Interview

A place in the world of art

Ferran Barenblit Every Friday afternoon on El Punt Avui Televisió, Barney chats with an English-speaking expat. For this month's interview he talks to the director of the Macba art gallery, Ferran Barenblit.
W
hat's the story behind your surname?
I was born in Buenos Aires, and moved here in 1977 when I was eight. When I was a teenager I translated my name into Catalan, one of the reasons was that when people saw my name in Spanish they would address me only in Spanish.
Your family left Buenos Aires to escape dictatorship. Do you have memories of that?
Very clear ones. The '70s were very difficult times in all Latin America. Fortunately, we found a home in Barcelona and we were extremely welcome here.
Do you ever go back?
Yes, sometimes. But every time I go it is a very intense and emotional experience. Identity is something that you cook very slowly.
Before coming to Barcelona you spent three years in New York and seven in Madrid.
When I finished studying art history here, I went to New York to study museum studies, and then I was lucky enough to get my first museum job there at the New Museum. Later, in 2008, in Madrid, I was offered the directorship of the Centro de arte 2 de mayo.
Have you always been fond of contemporary art?
I didn't see it as a vocation, but I've been very lucky. When I finished my degree, I got a great job, which was assisting a photographer, Leopold Samsó, to take photos for artists' catalogues, a job I think now doesn't exist any more, but which was important at the time. And I was very lucky because that way I had access to artists' studios. And I found out that there were also living artists, not just artists from the Middle Ages, the Renaissance or Baroque, which is what I had studied. That job gave me an understanding of what contemporary art meant in a moment when it wasn't what we have now; there were no museums of contemporary art, just the Miró Foundation. That was when I decided I wanted to work in a museum.
Any tips for those who want to do this type of work?
That your talent is always needed, the second tip is that there are no great recipes to be a curator: just curate, anywhere. In the '80s curators started doing shows in their apartments. Hans Ulrich did shows on his own fridge. You need information, positioning, and courage.
Do you choose all your shows?
A museum shouldn't be about the director's personal taste. My pesonal taste might not fill a museum as big as Macba. It's about collective decisions; what the museum has to be is something decided with the council.
Macba has just celebrated its 20th anniversary, last November.
My first day in this position was October 1, and this gave me a great opportunity to think about the next 20 years. My question is how the museum will look in 2035. It is a very political question, museums are very political places. They are also institutional labs in which we imagine the world in the future.
What exhibitions has Macba got on at the moment?

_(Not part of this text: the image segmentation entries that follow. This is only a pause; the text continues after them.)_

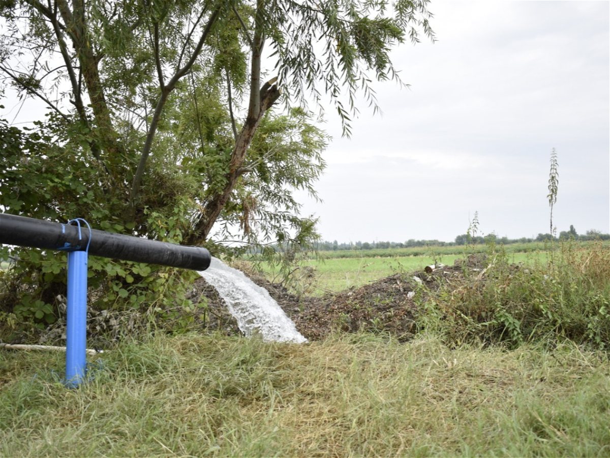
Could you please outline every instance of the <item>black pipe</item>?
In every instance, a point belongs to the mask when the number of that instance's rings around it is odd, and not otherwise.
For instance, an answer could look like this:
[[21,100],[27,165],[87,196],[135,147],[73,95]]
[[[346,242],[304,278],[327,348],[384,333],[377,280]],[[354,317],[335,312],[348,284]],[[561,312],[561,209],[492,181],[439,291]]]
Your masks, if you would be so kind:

A show by José Antonio Hernández-Díez, a Venezuelan artist living in Barcelona; then American artist Andrea Fraser, who practises institutional critique. In May we've got the show Punk. Its Traces in Contemporary art. It's not a show about music or about people's hair, but it's about cultural revolution.
The Macba also runs educational programmes.
They are very intense and varied and we plan to make them more intense in the future. We have programmes for schools, families and adults (www.macba.cat). I would say that almost every day there is something different. I also recommend shows of Macba's own collections to visitors. Macba is also a collector and we have about 6,000 works at the moment, ranging from the second half of the 20th to the 21st century. And finally, we have three more solo shows, one by Miralda, a conceptual Catalan artist who was very well-known for his work related to food. This is a very ambitious exhibition, mostly about his work in America in the '70s. Then another solo show by Lebanese artist Akram Zaatari, about how to create a collective memory via images. And finally, another show which looks into the decade of the'80s.
Nowadays we are bombarded with images. Is that a help or more of a hindrance?
It's just a reality. Somebody said that in one year we generate more images than in the whole history of humanity before, and I think that gives a great opportunity to art, because most of the information we receive is via images.
What are the main challenges you face as director of a contemporary art museum?
Being insignificant, doing work that makes our lives a bit more intense: “Art is what makes life more interesting than art.”